In psoriasis, the efficacy of IL-17 inhibition has been gradually accumulating, and real-world evidence of secukinumab treatment has confirmed its high effectiveness [25–31]. In a meta-analysis including 43 real-world studies of psoriatic patients treated with secukinumab, PASI 90 were achieved in 50, 53, and 60% of cases at 3, 6, and 12 months, and PASI 100 in 36, 46, and 51% of cases at 3, 6, and 12 months, respectively [31]. In our series, at week 48, PASI 90 was reached by 64.7% of patients and PASI 100 by 38.2%. Moreover, in our study, secukinumab was well tolerated with no new or unexpected safety signal.

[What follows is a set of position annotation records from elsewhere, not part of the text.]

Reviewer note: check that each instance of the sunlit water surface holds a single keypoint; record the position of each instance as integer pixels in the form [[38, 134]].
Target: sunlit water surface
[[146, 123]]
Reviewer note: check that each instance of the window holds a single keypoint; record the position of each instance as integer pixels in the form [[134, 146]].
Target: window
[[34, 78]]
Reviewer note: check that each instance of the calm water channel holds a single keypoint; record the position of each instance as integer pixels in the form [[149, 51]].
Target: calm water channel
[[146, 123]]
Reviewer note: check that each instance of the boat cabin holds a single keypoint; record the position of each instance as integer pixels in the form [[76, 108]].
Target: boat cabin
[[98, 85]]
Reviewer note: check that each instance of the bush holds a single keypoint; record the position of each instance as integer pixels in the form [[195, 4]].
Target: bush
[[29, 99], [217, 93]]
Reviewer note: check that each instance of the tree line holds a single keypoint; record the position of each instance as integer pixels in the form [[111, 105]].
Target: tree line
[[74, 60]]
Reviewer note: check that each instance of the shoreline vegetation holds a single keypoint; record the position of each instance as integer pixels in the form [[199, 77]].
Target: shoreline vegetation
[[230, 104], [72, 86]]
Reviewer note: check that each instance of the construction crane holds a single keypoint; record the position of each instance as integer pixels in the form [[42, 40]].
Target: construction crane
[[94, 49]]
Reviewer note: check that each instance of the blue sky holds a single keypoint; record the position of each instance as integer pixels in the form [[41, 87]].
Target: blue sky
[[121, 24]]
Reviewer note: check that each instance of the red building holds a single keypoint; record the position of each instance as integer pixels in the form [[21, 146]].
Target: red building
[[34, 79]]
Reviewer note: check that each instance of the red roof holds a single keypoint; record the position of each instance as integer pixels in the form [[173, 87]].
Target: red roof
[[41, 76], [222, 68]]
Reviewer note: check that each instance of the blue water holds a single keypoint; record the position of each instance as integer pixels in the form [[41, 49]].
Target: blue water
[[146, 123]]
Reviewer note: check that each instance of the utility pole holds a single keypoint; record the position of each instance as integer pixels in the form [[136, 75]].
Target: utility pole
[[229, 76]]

There are limitations to our study that may affect the generalization of results. The relatively small number of patients and the heterogeneity of cancer types and oncological information did not allow us to statistically analyze data, giving only descriptive information. Due to potential fragmentation and inconsistency of information in clinical records, we decided not to collect and describe patients' history of keratinocytic tumors. In addition, the inclusion of early stage tumors and the short duration of observation might have led us to underestimate the cancer recurrence, although we recognize that our findings are in line with the literature. Nevertheless, our cohort of patients is the largest reported to date and focuses on a single drug, secukinumab, adding evidence to the scarce body of real-life experiences on biologics and the risk of cancer.

Conclusions

Our multicenter real-life experience adds evidence to the safety of secukinumab in psoriatic patients with a personal history of cancer. Further real-life studies with larger populations and longer observation periods are needed to confirm the findings.